Dauer-Fehde mit Journalisten
Schon zuvor war er über seinen Schatten gesprungen, als er Franz Beckenbauer zum Bundestrainer machte. Beide waren sich zuvor in herzlicher Abneigung verbunden. Der WM-Titel 1990 wird ihr gemeinsamer Erfolg. Neuberger ist an vielen Fronten tätig, vergisst dabei die Heimat nicht. Er treibt den Ausbau der Sportschule voran, organsiert seinem FCS Kredite und Sponsoren.
Er war wie eine Kerze, die von beiden Seiten brennt.
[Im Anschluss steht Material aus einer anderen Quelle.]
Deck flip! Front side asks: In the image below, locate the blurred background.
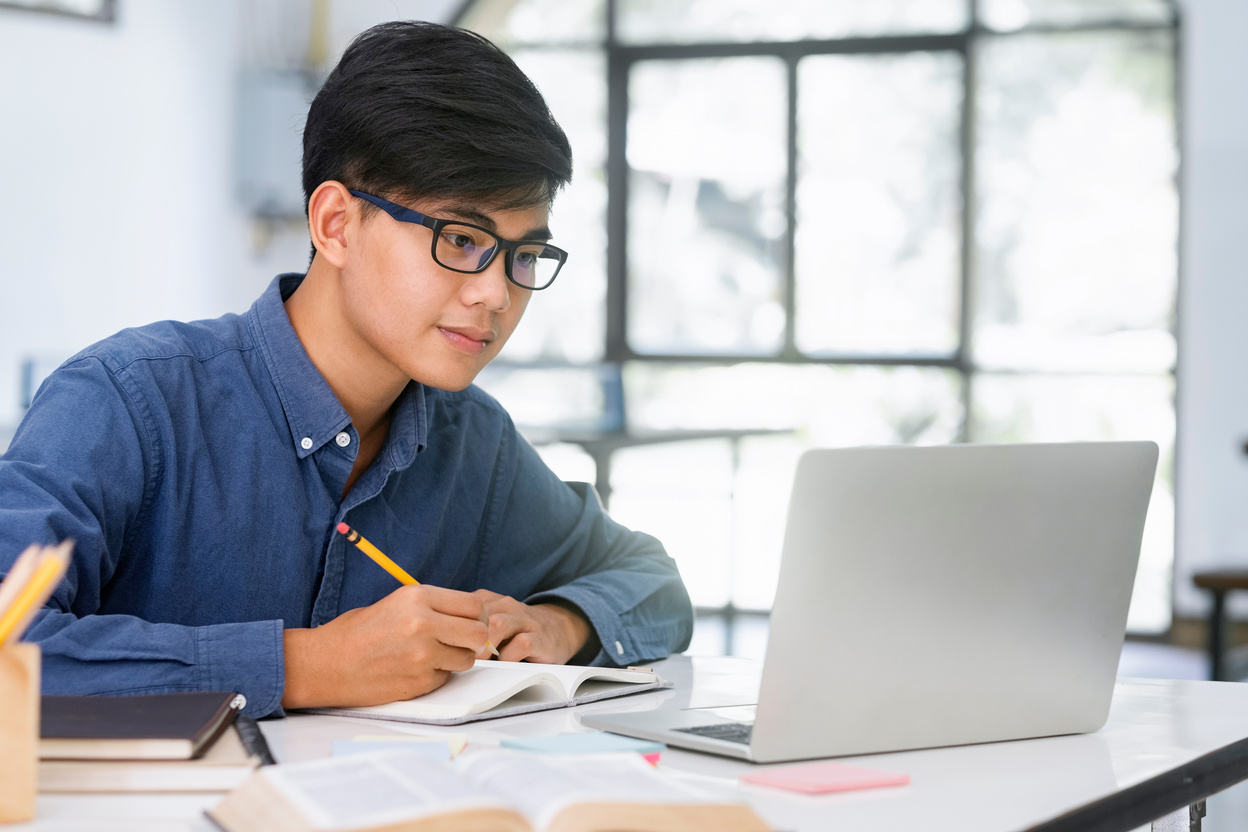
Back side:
[0,0,1248,675]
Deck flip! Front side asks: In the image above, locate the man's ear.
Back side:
[308,180,359,268]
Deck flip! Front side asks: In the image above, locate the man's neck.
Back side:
[286,259,409,442]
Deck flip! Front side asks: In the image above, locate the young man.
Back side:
[0,22,691,716]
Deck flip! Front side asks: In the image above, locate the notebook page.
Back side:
[454,751,715,830]
[263,751,498,828]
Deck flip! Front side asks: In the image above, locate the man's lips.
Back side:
[438,327,495,356]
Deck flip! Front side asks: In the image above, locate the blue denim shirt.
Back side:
[0,274,693,716]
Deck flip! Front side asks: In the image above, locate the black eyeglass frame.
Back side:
[347,188,568,292]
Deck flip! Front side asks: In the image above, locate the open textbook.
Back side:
[208,751,770,832]
[307,661,671,725]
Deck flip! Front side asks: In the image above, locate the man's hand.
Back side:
[282,585,489,707]
[473,589,589,665]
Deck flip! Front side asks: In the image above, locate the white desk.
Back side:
[14,656,1248,832]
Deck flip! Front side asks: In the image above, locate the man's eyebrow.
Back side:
[436,205,553,242]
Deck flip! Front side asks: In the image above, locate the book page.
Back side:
[326,661,567,720]
[263,751,499,828]
[454,751,738,830]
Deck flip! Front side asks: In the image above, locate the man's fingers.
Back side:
[498,632,534,661]
[431,612,489,666]
[411,585,485,621]
[429,644,477,671]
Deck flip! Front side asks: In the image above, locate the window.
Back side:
[461,0,1178,632]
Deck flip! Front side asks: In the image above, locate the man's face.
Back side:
[342,200,549,390]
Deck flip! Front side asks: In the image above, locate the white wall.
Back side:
[1174,0,1248,615]
[0,0,456,436]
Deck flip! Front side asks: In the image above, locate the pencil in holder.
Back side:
[0,642,40,823]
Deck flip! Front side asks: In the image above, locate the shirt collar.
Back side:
[248,273,427,468]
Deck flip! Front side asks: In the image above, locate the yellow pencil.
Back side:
[0,540,74,646]
[338,523,498,656]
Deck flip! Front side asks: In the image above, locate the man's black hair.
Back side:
[303,21,572,210]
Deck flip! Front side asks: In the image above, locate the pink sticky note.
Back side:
[741,760,910,795]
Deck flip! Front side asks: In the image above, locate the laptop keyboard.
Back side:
[675,722,754,745]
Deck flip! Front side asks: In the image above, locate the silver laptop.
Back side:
[582,442,1157,762]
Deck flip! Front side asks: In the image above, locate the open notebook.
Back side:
[306,661,671,725]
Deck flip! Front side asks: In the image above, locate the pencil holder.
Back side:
[0,642,40,823]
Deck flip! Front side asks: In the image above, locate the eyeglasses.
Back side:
[348,188,568,291]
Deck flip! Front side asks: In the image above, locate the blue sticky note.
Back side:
[499,731,666,755]
[331,740,451,762]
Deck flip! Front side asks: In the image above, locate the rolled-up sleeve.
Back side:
[497,437,693,666]
[0,358,285,716]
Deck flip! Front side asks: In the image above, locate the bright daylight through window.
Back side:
[459,0,1178,646]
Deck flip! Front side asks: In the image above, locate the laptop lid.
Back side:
[583,442,1158,762]
[751,442,1158,761]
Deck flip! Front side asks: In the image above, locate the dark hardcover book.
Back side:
[39,692,246,760]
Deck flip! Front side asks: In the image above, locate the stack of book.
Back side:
[39,692,267,792]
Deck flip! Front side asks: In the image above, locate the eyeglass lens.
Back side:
[433,223,560,288]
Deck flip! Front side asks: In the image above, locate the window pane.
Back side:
[628,57,786,354]
[458,0,607,47]
[612,440,733,606]
[980,0,1174,31]
[612,363,961,610]
[796,52,962,354]
[503,50,607,362]
[617,0,966,44]
[972,373,1174,632]
[973,32,1178,372]
[477,364,618,438]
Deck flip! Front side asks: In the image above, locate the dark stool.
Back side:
[1192,569,1248,681]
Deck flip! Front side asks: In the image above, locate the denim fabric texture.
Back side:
[0,274,693,716]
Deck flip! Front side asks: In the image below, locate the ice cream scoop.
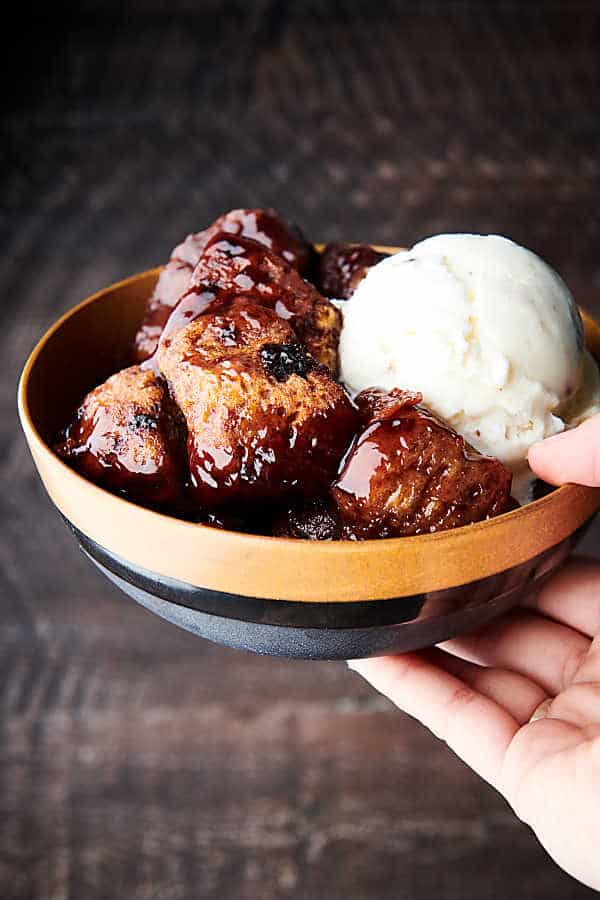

Dabei hatte er große Ziele, wollte Fifa-Präsident werden. Doch die Krankheit kam dazwischen. Viele Gegner hatte Neuberger besiegt, den Krebs schaffte er nicht. Als er 1992 starb, brach die Welt des Saarsports fast zusammen. Der LSVS hatte große finanzielle Probleme, die Saarlandhalle war marode. Den Neubau einer Veranstaltungshalle sowie die Modernisierung des Ludwigsparkstadions hatte er zu seinem 70. Geburtstag noch als Visionen ausgegeben. Umsetzen konnte dies keiner seiner Nachfolger. Mehr als 25 Jahre nach seinem Tod lässt sich feststellen, dass die Fußstapfen von „Hermann the German" (zu) groß waren.